Many Catholics who shared that disaffection were equally disaffected by the Second Vatican Council, which also took place in the 1960s. The council reminded lay Catholics that they are the church and that they have obligations for and to the secular world. A key Vatican II document, “The Church in the Modern World,” begins with these words: “The joys and the hopes, the griefs and the anxieties of the men of this age, especially those who are poor or in any way afflicted, these are the joys and hopes, the griefs and anxieties of the followers of Christ.” It adds, “This faith needs to prove its fruitfulness by penetrating the believer’s entire life, including its worldly dimensions, and by activating him toward justice and love, especially regarding the needy.

“For this reason, love for God and neighbor is the first and greatest commandment. Sacred Scripture, however, teaches us that the love of God cannot be separated from love of neighbor,” the document states. Furthermore, “there must be made available to all men everything necessary for leading a life truly human, such as food, clothing, and shelter; the right to choose a state of life freely and to found a family, the right to education, to employment, to a good reputation, to respect, to appropriate information, to activity in accord with the upright norm of one’s own conscience, to protection of privacy and rightful freedom even in matters religious.”

These key concepts of Catholic social doctrine, as well as the teachings of more than 110 years applying the principles of the Gospel to the modern world, are virtually ignored by right-wing Catholics (and Evangelicals) who claim orthodoxy on what they call the “social issues.” As Douthat points out, they are also ignored by the Republican Party, as illustrated by candidate Romney’s sneering reference to the 47 percent who are “dependent” on government and whom therefore he discounts.

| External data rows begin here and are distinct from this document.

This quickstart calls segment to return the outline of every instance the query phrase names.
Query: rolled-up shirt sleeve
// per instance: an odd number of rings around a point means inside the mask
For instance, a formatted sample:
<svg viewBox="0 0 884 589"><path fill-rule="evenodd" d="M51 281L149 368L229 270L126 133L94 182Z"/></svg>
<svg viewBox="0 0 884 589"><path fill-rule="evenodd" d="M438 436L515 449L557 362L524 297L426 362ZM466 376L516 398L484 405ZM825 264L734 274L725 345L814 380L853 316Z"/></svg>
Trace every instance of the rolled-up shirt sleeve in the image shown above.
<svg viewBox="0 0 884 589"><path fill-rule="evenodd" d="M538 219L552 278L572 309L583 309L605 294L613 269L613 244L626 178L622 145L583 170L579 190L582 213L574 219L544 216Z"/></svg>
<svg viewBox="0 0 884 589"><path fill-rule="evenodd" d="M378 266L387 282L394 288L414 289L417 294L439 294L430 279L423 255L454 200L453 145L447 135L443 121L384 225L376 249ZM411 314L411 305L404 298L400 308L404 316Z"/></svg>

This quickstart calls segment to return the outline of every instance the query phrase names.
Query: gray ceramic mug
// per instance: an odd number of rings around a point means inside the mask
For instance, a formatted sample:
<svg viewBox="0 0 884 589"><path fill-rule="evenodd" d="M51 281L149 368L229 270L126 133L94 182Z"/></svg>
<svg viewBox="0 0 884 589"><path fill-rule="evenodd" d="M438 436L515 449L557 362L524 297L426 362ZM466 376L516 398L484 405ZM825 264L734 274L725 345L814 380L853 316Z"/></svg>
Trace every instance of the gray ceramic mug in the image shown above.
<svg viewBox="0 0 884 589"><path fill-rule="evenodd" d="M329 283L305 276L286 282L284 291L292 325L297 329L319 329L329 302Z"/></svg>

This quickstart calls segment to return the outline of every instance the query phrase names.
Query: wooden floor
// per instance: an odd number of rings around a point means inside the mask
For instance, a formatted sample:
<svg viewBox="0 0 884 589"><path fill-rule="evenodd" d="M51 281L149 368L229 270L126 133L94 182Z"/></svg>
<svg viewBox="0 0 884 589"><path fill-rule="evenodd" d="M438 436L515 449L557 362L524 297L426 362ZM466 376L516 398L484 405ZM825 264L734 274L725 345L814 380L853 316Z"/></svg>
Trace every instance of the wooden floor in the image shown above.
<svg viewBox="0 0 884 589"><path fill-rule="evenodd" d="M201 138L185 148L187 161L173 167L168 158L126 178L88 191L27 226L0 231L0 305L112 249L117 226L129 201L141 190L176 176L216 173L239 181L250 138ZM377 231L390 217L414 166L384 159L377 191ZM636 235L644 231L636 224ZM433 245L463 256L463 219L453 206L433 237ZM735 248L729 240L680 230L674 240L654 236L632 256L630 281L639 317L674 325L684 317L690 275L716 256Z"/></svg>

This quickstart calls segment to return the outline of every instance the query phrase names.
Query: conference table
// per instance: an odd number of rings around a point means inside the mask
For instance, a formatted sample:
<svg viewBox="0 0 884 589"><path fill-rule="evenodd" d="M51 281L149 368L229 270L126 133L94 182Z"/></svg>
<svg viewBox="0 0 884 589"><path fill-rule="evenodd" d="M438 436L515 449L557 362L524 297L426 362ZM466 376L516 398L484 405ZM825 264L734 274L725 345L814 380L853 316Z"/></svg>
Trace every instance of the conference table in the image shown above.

Americans rejected the theocon vision. Neuhaus’s “Catholic Moment” has indeed faded into oblivion. But the real Catholic concepts of social justice are alive and well in the Democratic party. President Obama repeatedly declares that we are our brother’s keeper, we are all in this together, that the rich should be willing to contribute their fair share, that we have an obligation to provide a ladder to help the poor climb into the middle class, that we have to take care of our elderly, our children, the sick and the poor. These are statements that reflect Catholic social justice teaching better than anything that comes out of the mouths of Catholics like Speaker John Boehner, Newt Gingrich, Gov. Sam Brownback of Kansas, or Paul Ryan of Wisconsin.

If these principles constitute “strident social liberalism,” then Catholic social teaching is also strident social liberalism. Clearly it is viewed as far out by those who oppose making affordable health care more available, who want to cut support for education, food stamps for the hungry, meals for children and the elderly, social security and Medicare. But these are simply implementations of decent human values, of a communal spirit of “we are all one.” These are principles reflecting love of neighbor, which is the measure of our love for God. Whether these values are stated in humanistic terms or in biblical terms, they make for a civil society.

Polls show that these very Catholic values are held more widely by Catholics who adhere to the teachings of the Second Vatican Council than by those who oppose them and, ironically, more widely by those who claim no religious affiliation than by Evangelicals and other “conservative” religionists. I would say that’s a good thing.